While the American conspiracy narrative borrows from the films noirs of the 1940s and '50s, the roots of the British variant can be found in Alfred Hitchcock, particularly his The 39 Steps (1935) and Sabotage (1936), and in wartime films like Went the Day Well? (d. Alberto Cavalcanti, 1943). But whereas those films identified dark forces - enemy spies, anarchists or Nazis - seeking to undermine the British State, in later conspiracy drama the dark forces are those of the State itself. In this respect, the genre's true ancestor is George Orwell's vision of a totalitarian Britain, Nineteen Eighty-Four. Nigel Kneale's television adaptation of Orwell's novel (BBC, 1954) caused one of the medium's early controversies for its brutality, and became the template for a series of dramas imagining a dystopian Britain in which totalitarianism has overturned democracy.

In 1971's The Guardians (ITV, 1971), the backlash against a Britain in social and economic freefall has led to a rightwing dictatorship backed by a brutal paramilitary force.

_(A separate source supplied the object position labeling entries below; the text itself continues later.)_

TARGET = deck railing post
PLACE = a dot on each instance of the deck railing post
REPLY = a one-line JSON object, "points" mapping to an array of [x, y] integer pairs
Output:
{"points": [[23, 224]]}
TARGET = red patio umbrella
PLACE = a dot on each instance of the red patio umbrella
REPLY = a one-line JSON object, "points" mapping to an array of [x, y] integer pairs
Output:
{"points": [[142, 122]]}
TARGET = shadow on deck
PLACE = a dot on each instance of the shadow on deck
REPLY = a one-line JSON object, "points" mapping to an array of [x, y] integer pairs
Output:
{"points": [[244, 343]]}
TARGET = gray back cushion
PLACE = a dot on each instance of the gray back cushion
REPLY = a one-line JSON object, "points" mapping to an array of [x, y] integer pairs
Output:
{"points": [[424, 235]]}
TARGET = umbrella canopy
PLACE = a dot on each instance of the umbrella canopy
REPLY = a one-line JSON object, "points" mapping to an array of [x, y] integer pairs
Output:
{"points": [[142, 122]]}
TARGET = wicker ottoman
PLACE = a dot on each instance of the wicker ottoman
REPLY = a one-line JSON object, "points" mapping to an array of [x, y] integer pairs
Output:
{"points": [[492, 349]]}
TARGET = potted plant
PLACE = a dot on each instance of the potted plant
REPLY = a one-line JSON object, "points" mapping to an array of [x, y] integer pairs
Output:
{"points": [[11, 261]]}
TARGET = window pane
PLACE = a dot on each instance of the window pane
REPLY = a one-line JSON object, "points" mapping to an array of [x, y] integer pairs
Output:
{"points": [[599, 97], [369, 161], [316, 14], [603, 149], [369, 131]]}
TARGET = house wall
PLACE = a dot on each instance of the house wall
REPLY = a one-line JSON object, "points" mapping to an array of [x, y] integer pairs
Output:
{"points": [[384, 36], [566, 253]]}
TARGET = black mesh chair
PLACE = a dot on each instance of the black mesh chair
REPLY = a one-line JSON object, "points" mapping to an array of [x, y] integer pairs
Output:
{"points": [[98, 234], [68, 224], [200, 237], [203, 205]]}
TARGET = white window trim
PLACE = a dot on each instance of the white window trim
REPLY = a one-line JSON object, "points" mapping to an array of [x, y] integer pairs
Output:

The Donati Conspiracy (BBC, 1973), and its sequel, State of Emergency (BBC, 1975) featured a similarly authoritarian regime, this time under direct military leadership. 1990 (BBC, 1977), as its title suggests, was more explicitly Orwellian, describing a bureaucratic dictatorship characterised by restrictions on freedom of information and the press, overseen by the oppressive Public Control Department.

In these 1970s serials, the conspiracy is external to the state, an underground rebel movement struggling for liberty, even if, as in The Guardians and The Donati Conspiracy, the methods the rebels employ are explicitly shown as terrorist. This reflects a decade which saw the leftist activism of the 1960s transmute into more aggressive forms with terrorist cells like Germany's Baader-Meinhof gang, Italy's Brigate Rosse and Britain's own Angry Brigade. In Nineteen Eighty-Four, the power of the state is so absolute that the rebel movement is entirely fictitious, a ruse to unmask potential dissidents.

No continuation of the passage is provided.